The Sri Lankan stock exchange continues its quest for demutualization.

Tharushi Nimeshika
Tharushi Nimeshika

According to Chairman Dilshan Wirasekera, the Colombo Stock Exchange in Sri Lanka is redoubling its efforts to demutualize the exchange into a limited corporation by 2025, which may pave the way for future international collaborations.

With brokers as members, the CSE is now a limited by guarantee organization. Profits are not distributed, and a law to demutualize into an ordinary limited company must be approved by the parliament with government support.

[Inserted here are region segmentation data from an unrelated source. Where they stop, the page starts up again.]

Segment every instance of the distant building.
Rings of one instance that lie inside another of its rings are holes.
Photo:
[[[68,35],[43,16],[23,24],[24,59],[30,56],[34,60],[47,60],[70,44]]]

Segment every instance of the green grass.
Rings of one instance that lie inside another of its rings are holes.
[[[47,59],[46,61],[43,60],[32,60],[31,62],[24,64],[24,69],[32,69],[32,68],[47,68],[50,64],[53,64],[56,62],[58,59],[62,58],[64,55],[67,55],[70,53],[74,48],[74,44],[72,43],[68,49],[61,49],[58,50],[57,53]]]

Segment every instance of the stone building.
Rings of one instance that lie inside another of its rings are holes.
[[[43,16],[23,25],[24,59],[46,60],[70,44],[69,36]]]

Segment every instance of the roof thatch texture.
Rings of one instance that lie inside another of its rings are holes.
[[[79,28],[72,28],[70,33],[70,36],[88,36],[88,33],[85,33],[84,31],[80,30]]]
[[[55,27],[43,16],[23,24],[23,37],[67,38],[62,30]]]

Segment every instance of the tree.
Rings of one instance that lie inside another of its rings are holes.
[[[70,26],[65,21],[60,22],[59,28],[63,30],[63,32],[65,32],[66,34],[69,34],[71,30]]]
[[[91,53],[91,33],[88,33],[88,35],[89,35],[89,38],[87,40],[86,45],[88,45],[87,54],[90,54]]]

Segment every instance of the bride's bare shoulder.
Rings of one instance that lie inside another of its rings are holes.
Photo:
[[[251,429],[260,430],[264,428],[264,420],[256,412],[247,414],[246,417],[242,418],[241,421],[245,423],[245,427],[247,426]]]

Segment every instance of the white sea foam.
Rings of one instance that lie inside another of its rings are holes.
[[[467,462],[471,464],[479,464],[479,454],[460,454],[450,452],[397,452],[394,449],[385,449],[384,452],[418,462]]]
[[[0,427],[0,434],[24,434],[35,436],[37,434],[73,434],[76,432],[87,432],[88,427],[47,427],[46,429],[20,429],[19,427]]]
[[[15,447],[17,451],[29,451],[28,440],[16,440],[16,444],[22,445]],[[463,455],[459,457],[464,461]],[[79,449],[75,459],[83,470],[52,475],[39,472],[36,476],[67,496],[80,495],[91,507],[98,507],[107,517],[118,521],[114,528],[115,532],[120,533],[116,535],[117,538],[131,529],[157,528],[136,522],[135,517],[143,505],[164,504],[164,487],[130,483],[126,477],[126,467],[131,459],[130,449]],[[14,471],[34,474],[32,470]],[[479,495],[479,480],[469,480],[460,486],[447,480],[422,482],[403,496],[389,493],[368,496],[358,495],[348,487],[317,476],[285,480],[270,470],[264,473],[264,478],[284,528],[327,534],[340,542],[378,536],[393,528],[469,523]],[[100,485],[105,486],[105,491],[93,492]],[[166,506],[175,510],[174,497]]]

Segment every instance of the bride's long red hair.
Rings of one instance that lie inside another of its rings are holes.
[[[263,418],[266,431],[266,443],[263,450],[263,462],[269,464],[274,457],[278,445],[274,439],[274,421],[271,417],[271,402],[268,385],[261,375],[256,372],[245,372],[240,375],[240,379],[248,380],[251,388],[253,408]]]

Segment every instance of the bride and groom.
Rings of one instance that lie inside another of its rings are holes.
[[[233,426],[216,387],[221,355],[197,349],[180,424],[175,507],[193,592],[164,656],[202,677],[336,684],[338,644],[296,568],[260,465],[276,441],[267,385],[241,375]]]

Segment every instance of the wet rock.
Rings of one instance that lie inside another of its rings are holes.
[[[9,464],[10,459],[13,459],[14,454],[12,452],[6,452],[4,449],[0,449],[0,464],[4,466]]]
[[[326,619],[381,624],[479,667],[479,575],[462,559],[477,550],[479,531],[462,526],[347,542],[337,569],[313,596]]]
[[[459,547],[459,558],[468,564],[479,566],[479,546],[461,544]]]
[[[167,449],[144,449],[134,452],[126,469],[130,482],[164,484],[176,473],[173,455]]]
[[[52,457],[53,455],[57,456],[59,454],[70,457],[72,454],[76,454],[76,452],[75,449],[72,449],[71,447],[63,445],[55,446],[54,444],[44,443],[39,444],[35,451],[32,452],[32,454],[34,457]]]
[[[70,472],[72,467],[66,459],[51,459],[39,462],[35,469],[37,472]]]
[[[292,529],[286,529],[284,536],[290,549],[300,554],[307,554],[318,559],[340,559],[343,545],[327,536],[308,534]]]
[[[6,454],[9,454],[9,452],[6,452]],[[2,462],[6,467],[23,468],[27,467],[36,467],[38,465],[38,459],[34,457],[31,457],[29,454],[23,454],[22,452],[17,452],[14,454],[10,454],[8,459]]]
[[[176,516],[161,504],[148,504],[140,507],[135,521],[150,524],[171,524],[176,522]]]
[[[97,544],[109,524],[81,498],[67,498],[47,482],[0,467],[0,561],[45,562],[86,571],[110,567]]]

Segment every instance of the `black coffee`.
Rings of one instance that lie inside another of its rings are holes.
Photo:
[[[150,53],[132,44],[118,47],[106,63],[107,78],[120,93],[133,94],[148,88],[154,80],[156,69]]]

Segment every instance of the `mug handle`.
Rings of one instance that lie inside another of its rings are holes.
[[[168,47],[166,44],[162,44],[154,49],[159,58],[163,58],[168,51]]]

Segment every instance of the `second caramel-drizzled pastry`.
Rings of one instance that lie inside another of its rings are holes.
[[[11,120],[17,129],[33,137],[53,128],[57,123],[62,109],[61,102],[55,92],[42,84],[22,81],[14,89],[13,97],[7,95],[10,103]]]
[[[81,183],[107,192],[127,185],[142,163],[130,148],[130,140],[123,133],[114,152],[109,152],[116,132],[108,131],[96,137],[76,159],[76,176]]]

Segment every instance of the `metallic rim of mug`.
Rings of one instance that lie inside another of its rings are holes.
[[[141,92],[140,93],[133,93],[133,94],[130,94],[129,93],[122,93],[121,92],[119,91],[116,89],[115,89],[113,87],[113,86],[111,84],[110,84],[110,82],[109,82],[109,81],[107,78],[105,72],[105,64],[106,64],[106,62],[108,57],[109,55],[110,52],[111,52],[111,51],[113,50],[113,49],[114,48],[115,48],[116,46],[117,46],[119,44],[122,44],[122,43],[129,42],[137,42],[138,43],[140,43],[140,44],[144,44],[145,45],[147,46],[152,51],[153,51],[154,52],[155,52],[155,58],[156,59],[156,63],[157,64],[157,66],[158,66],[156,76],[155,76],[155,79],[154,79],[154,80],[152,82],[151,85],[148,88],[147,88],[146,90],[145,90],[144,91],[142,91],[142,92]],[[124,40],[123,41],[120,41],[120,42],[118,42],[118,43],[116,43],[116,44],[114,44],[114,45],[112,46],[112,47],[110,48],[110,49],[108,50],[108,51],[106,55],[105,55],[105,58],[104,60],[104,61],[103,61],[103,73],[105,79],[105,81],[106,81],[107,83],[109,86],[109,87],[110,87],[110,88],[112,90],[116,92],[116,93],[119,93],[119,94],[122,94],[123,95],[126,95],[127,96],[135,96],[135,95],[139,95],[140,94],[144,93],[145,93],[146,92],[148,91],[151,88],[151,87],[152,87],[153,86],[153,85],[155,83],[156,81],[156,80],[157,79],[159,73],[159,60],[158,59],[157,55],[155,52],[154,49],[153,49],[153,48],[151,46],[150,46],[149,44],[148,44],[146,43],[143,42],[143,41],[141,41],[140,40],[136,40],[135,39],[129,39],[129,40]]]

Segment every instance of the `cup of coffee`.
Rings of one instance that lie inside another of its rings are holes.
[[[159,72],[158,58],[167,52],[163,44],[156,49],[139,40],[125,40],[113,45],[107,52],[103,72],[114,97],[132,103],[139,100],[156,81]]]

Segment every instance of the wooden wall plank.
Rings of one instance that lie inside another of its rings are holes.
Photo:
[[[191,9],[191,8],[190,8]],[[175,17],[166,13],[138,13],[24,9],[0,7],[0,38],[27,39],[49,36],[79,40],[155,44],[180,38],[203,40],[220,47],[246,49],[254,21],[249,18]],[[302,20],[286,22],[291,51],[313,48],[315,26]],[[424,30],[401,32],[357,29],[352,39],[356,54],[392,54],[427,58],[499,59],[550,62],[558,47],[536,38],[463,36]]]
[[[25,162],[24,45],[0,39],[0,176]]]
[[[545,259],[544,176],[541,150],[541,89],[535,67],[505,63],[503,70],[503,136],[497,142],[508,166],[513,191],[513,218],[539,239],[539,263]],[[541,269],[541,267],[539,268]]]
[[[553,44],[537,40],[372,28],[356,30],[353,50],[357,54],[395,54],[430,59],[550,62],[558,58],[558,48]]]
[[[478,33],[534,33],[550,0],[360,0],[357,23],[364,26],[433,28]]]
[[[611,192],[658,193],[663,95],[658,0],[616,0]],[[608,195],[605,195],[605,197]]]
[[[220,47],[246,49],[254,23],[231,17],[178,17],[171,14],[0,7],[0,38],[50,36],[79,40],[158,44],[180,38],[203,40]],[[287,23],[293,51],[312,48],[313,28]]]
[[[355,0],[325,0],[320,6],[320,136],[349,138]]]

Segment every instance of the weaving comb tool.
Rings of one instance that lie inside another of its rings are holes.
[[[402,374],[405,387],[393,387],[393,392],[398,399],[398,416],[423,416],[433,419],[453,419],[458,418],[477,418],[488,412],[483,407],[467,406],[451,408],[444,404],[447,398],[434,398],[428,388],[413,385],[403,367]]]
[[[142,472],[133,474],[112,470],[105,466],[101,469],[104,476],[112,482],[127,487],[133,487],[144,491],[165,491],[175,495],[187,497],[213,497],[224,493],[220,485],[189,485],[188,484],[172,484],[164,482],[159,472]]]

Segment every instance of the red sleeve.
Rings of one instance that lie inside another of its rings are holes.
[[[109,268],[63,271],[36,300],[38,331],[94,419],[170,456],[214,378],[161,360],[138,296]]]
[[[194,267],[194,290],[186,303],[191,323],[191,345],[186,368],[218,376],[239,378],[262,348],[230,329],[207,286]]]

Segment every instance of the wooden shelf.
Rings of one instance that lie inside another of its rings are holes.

A draft bill considers a 30 to 70 split, with broker members receiving 60 percent and a market development funder under trustees receiving 40 percent.

Half of the holdings should be sold off after demutualization so they can be listed or used to draw in foreign investors.

According to Wirasekera, “the demutualization bill advocates that both parties will sell down up to half their holdings.”

As a result, you would have an effective 50% that is open to acquisition by an outside investor or foreign investor.

“We can do it at a listing, or we can find a strategic investor, like another exchange, like NASDAQ, for instance.”

Therefore, we can also take advantage of that chance to draw in a foreign investor. Additionally, you receive a wealth of additional knowledge, methods, and procedures in addition to your shareholding.

For many years, the CSE has been working to demutualize, but the measure has not yet passed parliament.

To examine rules, the CSE also has a committee. Regulations to facilitate listings are another area of interest for the CSE.

According to Wirasekara, “we are also looking at how we can enable an effective regulatory framework.”

To encourage new participation in the capital markets, the CSE and the regulator may consider some burdensome measures. Therefore, a different committee is also looking into that.

Additionally, the CSE was examining derivatives, digital securities, and improving risk management.